Since Jan. 1 of this year, according to congressional testimony presented Thursday by the Government Accountability Office, the Federal Aviation Administration has authorized 106 federal, state and local government “entities” to fly “unmanned aircraft systems,” also known as drones, within U.S. airspace.
“We are now on the edge of a new horizon: using unmanned aerial systems within the homeland,” House Homeland Security Oversight Subcommittee Chairman Michael McCaul (R.-Texas) said as he introduced the testimony.
“Currently,” said McCaul, “there are about 200 active Certificates of Authorization issued by the Federal Aviation Administration to over 100 different entities, such as law enforcement departments and academic institutions, to fly drones domestically.”
panel’s Thursday hearing, McCaul showed a map of the United States with markers indicating the locations where–as of April–government entities had been approved by the FAA to fly drones.
“The number of recipients since that time has increased,” McCaul noted.
GAO testified that the FAA’s long-term goal is to permit drones to operate in U.S. airspace “to the greatest extent possible.”
The proliferation of domestic drones, GAO said, raises a number of issues, the first of which is the right to privacy.

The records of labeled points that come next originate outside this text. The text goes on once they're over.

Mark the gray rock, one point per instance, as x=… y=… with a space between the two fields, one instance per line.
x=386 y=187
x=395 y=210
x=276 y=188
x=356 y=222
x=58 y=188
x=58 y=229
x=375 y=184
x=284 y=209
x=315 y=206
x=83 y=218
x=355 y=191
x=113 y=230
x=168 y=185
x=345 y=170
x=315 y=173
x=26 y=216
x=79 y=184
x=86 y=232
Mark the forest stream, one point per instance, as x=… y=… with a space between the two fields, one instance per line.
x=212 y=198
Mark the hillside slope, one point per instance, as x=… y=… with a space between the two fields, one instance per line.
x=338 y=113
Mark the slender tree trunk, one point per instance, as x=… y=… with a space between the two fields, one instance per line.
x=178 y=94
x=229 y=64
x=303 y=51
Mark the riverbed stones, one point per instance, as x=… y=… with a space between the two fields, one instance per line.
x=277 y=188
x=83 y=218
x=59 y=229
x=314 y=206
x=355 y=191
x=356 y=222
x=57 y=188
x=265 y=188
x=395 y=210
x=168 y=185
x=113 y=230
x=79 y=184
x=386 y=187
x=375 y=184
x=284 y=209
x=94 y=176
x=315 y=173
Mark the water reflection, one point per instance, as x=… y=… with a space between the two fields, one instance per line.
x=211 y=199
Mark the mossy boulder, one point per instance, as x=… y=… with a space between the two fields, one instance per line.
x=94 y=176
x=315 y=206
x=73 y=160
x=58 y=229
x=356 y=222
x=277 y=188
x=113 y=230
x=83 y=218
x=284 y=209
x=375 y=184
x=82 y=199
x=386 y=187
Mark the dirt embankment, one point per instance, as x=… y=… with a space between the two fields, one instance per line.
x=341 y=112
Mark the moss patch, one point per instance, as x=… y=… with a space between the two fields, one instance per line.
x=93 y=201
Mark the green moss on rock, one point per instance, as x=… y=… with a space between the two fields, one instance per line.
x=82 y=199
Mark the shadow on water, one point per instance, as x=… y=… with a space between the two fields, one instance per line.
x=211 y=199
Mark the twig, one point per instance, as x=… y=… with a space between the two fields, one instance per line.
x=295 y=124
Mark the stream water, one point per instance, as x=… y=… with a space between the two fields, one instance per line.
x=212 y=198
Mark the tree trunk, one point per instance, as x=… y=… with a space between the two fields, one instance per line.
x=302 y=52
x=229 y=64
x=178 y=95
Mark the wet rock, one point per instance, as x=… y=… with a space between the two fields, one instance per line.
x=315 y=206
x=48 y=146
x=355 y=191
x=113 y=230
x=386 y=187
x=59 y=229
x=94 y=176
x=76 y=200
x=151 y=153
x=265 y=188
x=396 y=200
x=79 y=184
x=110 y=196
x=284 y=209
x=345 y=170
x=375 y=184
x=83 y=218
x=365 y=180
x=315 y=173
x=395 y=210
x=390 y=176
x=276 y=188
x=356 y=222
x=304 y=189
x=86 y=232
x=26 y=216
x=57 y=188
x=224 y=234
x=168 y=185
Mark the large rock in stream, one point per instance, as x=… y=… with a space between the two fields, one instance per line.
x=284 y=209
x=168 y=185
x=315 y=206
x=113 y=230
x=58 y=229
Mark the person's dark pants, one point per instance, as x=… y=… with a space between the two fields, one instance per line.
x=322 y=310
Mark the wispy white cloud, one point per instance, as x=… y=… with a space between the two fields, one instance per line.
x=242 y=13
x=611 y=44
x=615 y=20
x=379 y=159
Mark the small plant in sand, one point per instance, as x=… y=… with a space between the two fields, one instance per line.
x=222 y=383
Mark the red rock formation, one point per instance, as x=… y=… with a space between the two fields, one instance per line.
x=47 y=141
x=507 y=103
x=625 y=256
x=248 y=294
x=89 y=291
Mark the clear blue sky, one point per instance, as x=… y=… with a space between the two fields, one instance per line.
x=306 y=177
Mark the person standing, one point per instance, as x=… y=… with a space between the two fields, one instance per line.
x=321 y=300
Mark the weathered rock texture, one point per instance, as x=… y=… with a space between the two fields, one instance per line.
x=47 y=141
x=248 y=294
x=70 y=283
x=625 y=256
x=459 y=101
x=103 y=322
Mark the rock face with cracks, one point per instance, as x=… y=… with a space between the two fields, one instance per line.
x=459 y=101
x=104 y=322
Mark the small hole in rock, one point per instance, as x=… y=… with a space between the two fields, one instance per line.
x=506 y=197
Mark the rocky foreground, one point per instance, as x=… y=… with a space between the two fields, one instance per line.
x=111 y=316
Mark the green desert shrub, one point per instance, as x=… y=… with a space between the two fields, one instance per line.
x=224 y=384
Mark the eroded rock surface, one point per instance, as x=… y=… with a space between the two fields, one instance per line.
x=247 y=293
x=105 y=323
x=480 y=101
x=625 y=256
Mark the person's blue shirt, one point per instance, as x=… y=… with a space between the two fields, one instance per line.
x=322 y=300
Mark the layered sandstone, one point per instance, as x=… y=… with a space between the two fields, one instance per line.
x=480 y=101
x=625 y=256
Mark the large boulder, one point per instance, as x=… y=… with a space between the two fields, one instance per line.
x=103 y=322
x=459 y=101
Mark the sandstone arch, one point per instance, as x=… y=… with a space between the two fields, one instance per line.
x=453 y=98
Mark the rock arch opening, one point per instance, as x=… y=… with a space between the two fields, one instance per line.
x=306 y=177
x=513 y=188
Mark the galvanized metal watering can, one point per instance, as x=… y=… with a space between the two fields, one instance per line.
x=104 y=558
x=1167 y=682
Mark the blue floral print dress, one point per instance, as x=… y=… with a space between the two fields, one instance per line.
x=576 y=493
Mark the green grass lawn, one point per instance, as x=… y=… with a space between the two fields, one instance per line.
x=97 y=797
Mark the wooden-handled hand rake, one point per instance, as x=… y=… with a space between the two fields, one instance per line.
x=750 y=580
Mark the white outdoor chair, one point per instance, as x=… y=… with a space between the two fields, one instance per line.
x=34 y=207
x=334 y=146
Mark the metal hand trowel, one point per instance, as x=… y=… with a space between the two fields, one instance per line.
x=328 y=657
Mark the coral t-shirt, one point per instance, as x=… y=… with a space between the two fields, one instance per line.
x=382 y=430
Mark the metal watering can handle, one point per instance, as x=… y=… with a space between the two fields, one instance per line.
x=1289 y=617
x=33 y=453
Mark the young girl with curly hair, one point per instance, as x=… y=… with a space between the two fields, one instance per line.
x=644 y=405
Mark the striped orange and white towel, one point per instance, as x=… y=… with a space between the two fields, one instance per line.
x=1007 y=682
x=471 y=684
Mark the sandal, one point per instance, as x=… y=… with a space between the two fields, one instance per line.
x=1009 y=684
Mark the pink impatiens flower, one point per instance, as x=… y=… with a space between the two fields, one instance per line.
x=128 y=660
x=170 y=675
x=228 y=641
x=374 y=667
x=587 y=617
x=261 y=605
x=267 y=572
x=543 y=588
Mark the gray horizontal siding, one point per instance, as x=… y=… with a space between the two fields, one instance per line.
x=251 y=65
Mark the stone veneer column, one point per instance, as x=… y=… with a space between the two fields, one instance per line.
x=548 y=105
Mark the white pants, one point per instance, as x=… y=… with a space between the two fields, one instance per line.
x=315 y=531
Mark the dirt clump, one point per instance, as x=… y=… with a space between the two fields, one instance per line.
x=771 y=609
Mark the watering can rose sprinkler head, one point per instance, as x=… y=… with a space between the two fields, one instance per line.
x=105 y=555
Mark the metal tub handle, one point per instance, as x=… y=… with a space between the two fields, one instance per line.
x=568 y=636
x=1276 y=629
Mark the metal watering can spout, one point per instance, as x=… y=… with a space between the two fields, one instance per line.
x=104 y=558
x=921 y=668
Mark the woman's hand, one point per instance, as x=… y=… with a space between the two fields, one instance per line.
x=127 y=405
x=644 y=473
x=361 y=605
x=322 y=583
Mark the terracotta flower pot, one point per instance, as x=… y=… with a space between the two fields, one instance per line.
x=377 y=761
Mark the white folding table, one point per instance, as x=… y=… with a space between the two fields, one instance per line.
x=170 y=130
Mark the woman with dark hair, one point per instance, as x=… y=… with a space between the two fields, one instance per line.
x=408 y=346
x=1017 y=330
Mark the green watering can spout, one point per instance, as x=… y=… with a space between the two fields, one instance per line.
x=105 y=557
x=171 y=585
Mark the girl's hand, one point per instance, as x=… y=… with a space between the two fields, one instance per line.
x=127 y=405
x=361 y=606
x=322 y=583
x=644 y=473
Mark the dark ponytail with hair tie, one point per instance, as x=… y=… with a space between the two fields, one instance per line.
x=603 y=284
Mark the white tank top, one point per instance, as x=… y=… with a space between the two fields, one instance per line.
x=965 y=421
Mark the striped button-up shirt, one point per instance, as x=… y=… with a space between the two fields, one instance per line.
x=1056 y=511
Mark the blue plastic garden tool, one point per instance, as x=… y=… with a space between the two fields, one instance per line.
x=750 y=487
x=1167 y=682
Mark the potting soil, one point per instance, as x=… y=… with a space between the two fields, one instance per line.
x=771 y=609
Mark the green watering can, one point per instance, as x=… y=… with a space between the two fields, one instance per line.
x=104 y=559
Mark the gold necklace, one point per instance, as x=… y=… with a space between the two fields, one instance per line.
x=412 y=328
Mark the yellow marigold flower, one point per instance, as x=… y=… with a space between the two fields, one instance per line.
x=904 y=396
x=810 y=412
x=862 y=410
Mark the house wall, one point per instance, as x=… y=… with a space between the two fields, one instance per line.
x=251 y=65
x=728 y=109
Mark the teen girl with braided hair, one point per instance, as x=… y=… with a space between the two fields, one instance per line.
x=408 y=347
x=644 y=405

“First is privacy as it relates to the collection and use of surveillance data,” Gerald L. Dillingham, GAO’s director of Physical Infrastructure Issues told the House Homeland Subcommittee on Oversight on Thursday.
“Members of Congress, civil liberties organizations and civilians have expressed concerns that the potential increased use of UAS in the national airspace by law enforcement or for commercial purposes has potential privacy implications,” said Dillingham. “Currently, no federal agency has specific statutory responsibility to regulate privacy matters relating to UAS. Stakeholders have told us that by developing guidelines for the appropriate use of UASs ahead of widespread proliferation could in fact preclude abuses of the technology and negative public perceptions of the potential uses that are planned for these aircraft.”